Frankie freezes. He leaves his gun aimed at me, but he tries to look over his shoulder with just his eyes. Alannah stands behind him holding a twenty-two, her eyes ablaze with the anger of a woman who has had enough. She’s tired, and she’s willing to do anything to bring this to an end, even if it means killing Frankie right here, right now.
“I should’ve known you didn’t leave,” Frankie comments. “But if he doesn’t start talking, I guess we’re all gonna die in here tonight.” He adjusts his eyes back onto me, waiting for me to explain, but when he looks at me, he sees I have a nine millimeter of my own trained on his face.
“Okay, Frankie,” I begin again. “I know you’re pissed right now, and like I said, I can understand that, but we both know that pulling a gun on me isn’t a good fucking idea. If I didn’t need you, you’d already be dead. If I didn’t believe that I could trust you, I would’ve already pulled the trigger while you were focused on Alannah. But I didn’t. We’re in a tight situation right now. I didn’t call you here to kill you, but you’ve taken it to that level by pulling that gun. You know me better than that. So, we can either all kill each other, or you can let me explain why this situation is so fucked up. I’m not gonna lie to you, but I can’t make you believe me. I killed Tommy in that house because that’s the house he took Alannah to when he kidnapped her and held her hostage. He took her there because Alannah figured out he was the one who took Victor’s truck. He was the one who took Victor’s money, and he was the one who shot Dan and killed Raphy. It was Tommy all along, and when Alannah put the pieces together, he was gonna kill her too. You know I couldn’t let that happen.”

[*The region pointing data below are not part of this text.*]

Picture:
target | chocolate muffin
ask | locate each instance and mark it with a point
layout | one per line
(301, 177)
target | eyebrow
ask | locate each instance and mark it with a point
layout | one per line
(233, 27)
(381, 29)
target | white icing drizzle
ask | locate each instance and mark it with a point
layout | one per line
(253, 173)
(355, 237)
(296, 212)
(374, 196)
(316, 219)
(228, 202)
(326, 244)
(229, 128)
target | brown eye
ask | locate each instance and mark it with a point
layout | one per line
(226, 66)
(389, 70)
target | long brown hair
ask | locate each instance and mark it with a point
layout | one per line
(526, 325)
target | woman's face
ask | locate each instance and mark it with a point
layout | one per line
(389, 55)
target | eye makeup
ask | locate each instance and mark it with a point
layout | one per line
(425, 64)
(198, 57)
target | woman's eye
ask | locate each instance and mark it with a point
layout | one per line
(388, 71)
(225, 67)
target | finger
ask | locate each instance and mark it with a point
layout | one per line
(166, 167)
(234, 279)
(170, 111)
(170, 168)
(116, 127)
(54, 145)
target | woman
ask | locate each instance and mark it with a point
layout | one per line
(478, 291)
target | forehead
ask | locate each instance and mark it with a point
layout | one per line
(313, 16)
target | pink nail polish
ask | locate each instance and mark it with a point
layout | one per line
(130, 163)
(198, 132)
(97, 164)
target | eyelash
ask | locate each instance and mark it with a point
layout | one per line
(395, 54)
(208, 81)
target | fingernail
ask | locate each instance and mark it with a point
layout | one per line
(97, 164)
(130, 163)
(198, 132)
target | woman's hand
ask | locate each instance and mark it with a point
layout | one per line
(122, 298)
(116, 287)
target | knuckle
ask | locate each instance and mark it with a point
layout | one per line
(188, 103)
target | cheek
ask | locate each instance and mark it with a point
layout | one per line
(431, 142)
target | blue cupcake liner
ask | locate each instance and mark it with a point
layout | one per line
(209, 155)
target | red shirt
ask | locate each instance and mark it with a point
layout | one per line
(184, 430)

My words hit Frankie right in the chest, knocking him off balance. He blinks quickly, like he’s trying to bring his world back into focus. He’s caught between two guns and a ton of fucked up information.
“Bullshit,” he snips. “Why would Tommy do that? He had no reason to fucking do that.”
“Because my mother told him to,” I interrupt, feeling embarrassed by the fact. “She dug herself into a hole she couldn’t get out of by asking Tommy to help her remove me from power. She didn’t want me to end up like my father, and that thought attached itself to her brain and wouldn’t let her go. Even when the two of them realized their plan was obviously flawed and wasn’t thought out at all, they were already in too deep. I think deep down, Tommy saw it as a way for him to become the boss of the Family, and once the ball was rolling, there was no stopping it. He didn’t kill Raphy because he wanted to, he did it because he had to. My mother gave him an idea, and he took it and ran away with it. She confessed it when I confronted her, then she killed herself.”